Do any of you have an technical explanation about this enormous speed difference?

Have I placed the sed command in a wrong position?

Thank you for hinting

Cor

Maybe the command substitution technique could help increasing the speed,

since they write it extracts the stdout of a command, then assigns it to a variable using the = operator.

but I don't find any reference that I could understand to apply it to the above "slow" script.

Seems like a awfully complicated way of producing a file list.
Can't you just use 'find'?

Code:

find "/media/MAC01/" -type f -printf "%P\n" | sort > filelist.txt

(the %P format code will strip off the /media/MAC01/ prefix, so no need for any sed'ing)
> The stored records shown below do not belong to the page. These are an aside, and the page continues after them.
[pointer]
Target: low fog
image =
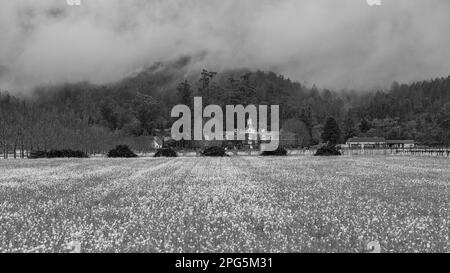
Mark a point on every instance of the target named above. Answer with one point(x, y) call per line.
point(334, 44)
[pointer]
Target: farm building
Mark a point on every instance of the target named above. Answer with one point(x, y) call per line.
point(401, 144)
point(366, 142)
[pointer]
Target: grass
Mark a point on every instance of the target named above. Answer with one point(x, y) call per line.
point(235, 204)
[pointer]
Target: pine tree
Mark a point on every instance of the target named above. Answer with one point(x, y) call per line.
point(364, 126)
point(331, 132)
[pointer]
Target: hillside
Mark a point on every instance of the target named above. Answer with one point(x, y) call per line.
point(71, 114)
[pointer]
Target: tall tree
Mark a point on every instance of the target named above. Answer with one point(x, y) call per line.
point(331, 132)
point(364, 126)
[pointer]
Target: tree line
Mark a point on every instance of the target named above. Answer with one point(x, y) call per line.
point(95, 118)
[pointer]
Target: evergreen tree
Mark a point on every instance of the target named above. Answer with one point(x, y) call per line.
point(349, 128)
point(331, 132)
point(364, 126)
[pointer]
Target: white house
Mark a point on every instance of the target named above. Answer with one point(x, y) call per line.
point(366, 142)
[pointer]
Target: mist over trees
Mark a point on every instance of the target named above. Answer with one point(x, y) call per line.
point(95, 118)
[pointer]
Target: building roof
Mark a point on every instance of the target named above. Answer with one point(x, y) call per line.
point(407, 141)
point(366, 139)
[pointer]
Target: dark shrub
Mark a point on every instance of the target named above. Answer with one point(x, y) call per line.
point(121, 151)
point(280, 151)
point(214, 151)
point(328, 151)
point(37, 154)
point(166, 152)
point(58, 154)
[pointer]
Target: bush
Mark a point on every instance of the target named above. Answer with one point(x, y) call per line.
point(58, 154)
point(214, 151)
point(280, 151)
point(166, 152)
point(328, 151)
point(121, 151)
point(37, 154)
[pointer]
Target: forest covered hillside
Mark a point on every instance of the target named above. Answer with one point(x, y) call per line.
point(82, 114)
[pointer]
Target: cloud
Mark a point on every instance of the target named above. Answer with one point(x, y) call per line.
point(335, 44)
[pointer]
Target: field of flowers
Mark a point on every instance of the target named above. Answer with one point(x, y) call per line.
point(235, 204)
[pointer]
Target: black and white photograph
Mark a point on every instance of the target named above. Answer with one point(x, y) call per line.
point(239, 127)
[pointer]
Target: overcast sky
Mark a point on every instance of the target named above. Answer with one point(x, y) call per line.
point(335, 44)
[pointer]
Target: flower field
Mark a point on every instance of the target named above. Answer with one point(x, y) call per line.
point(234, 204)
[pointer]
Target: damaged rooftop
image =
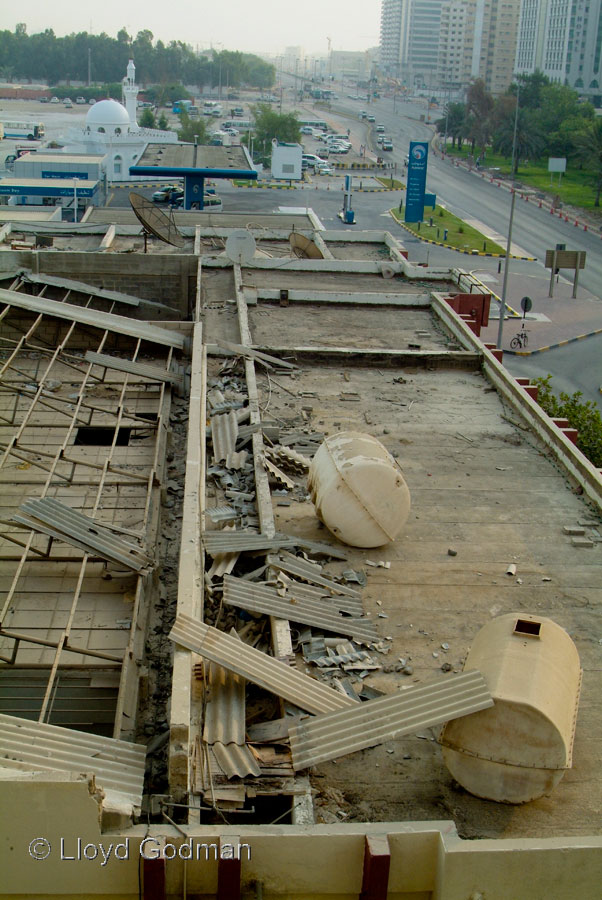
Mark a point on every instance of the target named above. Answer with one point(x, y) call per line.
point(159, 417)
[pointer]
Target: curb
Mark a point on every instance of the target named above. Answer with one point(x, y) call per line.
point(457, 249)
point(579, 337)
point(542, 204)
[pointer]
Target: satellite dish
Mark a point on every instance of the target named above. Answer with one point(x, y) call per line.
point(154, 221)
point(240, 246)
point(303, 248)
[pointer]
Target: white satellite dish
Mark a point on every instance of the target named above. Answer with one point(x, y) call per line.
point(240, 246)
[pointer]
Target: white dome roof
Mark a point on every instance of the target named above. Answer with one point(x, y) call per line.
point(107, 113)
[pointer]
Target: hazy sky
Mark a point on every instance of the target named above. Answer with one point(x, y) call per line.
point(259, 25)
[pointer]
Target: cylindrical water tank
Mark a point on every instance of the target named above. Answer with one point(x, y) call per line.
point(519, 749)
point(358, 491)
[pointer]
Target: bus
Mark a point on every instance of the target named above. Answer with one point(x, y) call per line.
point(33, 131)
point(313, 123)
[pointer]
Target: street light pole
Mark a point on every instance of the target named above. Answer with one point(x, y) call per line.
point(500, 329)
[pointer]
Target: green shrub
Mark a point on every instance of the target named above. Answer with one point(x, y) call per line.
point(585, 417)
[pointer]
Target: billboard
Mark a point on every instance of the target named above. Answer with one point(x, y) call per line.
point(416, 183)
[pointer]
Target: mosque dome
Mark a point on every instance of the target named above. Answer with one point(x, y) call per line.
point(108, 116)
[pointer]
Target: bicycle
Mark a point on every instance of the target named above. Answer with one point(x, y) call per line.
point(520, 340)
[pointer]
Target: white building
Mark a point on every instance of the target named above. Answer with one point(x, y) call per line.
point(111, 130)
point(562, 39)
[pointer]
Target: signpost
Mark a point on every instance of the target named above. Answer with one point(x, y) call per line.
point(565, 259)
point(416, 183)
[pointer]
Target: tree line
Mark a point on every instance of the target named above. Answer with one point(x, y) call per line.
point(549, 118)
point(48, 58)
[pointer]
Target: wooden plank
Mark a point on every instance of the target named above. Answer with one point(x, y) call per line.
point(377, 862)
point(250, 353)
point(132, 368)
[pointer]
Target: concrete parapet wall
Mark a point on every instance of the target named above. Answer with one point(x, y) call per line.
point(428, 861)
point(163, 278)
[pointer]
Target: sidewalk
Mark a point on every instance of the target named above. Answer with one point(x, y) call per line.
point(552, 321)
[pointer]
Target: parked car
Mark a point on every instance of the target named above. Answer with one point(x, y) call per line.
point(166, 194)
point(312, 160)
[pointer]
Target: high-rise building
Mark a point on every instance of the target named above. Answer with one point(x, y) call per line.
point(494, 48)
point(562, 39)
point(435, 43)
point(456, 40)
point(410, 40)
point(390, 36)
The reason your code is so slow is because you placed the call to sed within the body of the loop, so you're asking it to start 400,000 instances of sed, one after the other.

thank you GazL

it works and it is fast

searching I've also found this command

Code:

find . > filelist.txt

it must be run from the root of the tree you want to create the filelist.

to only count the files in a tree , the output could be piped to wc, like this find . | wc -l

Cor

Please remember to mark as SOLVED once you have a solution